Despite the breadth of architectural diversity available, the depth of structural analogs available for any one particular compound may be found to be limiting when that compound is deemed interesting for clinical, agricultural or other purposes. Almost as soon as the genetic basis for biosynthetic pathways was discovered, scientists began working to reengineer these pathways to produce molecular variations. Kim, Moore and Yoon (Perspective, p. 649) review some early successes and obstacles in the field of combinatorial biosynthesis and provide a vision for how synthetic biology tools can be employed to test hypotheses and speed solutions in this burgeoning area.

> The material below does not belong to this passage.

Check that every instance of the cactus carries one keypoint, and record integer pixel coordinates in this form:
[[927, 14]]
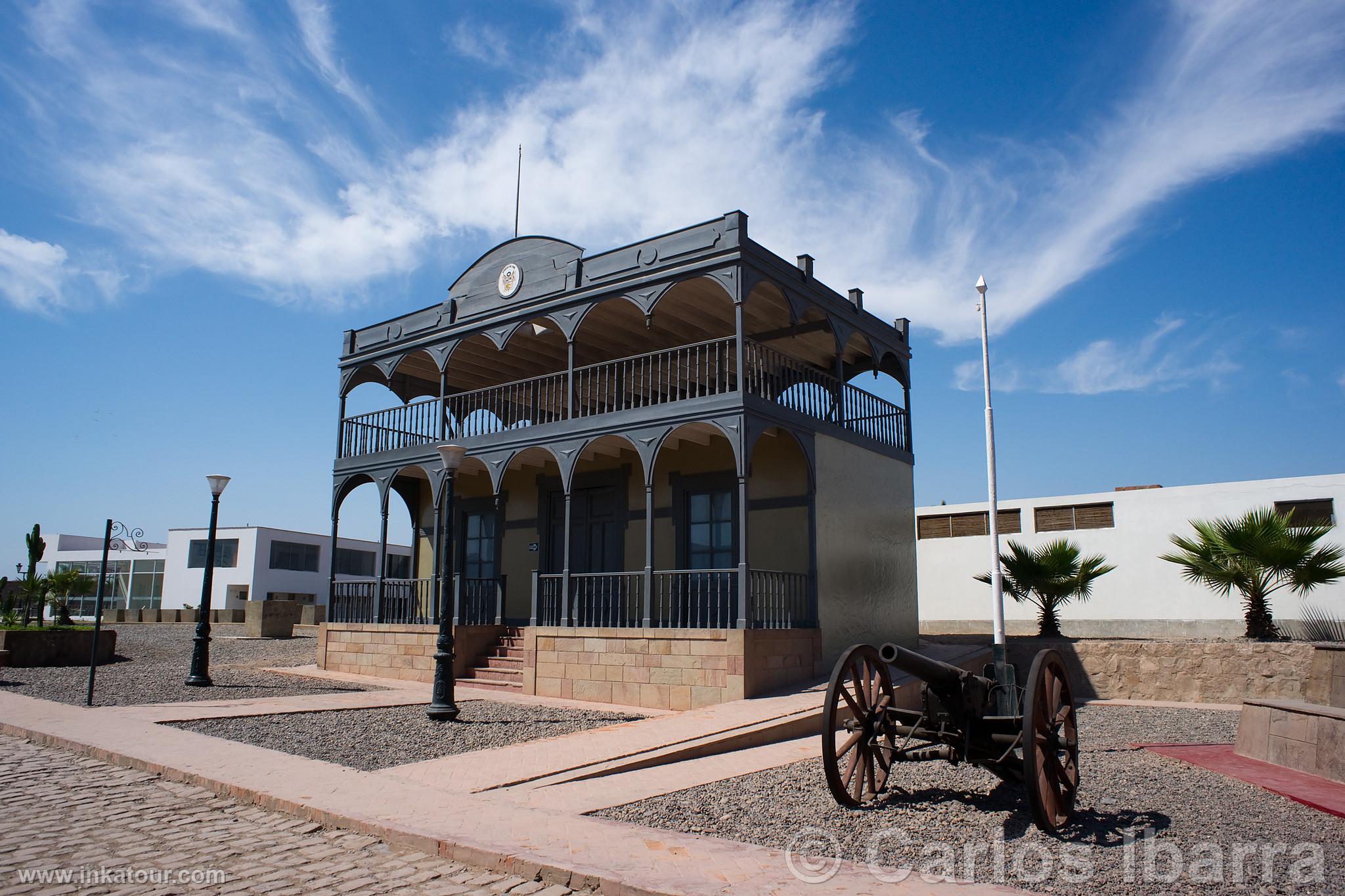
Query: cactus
[[37, 547]]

Biosynthetic gene clusters are more than miniature synthetic chemists: these operons also encode elements that speak to the timing and localization of compound production as well as the defense mechanisms the host uses to protect itself from these often toxic molecules. Keller (Review, p. 671) explores these issues in fungi, where transcriptional regulators work in tandem with transporters that traffic natural products, duplicated targets that can rescue a cell from natural products' inhibitory activity, and detoxification enzymes that can disarm reactive functional groups. Investigations of these under-studied sequences can illuminate the natural function of natural products. For example, examination of a monooxygenase from a rice blast fungus identified its role in converting a fungally produced and excreted plant hormone into an alternate form to enable fungal infection (Article, p. 733).

Humanity's relationship with natural product biosynthesis has a long history, and recent insights—for example, in the identification of the enzymatic and organismal basis for production of bile acids in the gut (Article, p. 685)—have demonstrated that this relationship is far more complex and intimate than previously imagined. Our continued fascination with unraveling the biochemical rules and biological functions of these intriguing pathways is, therefore, only logical.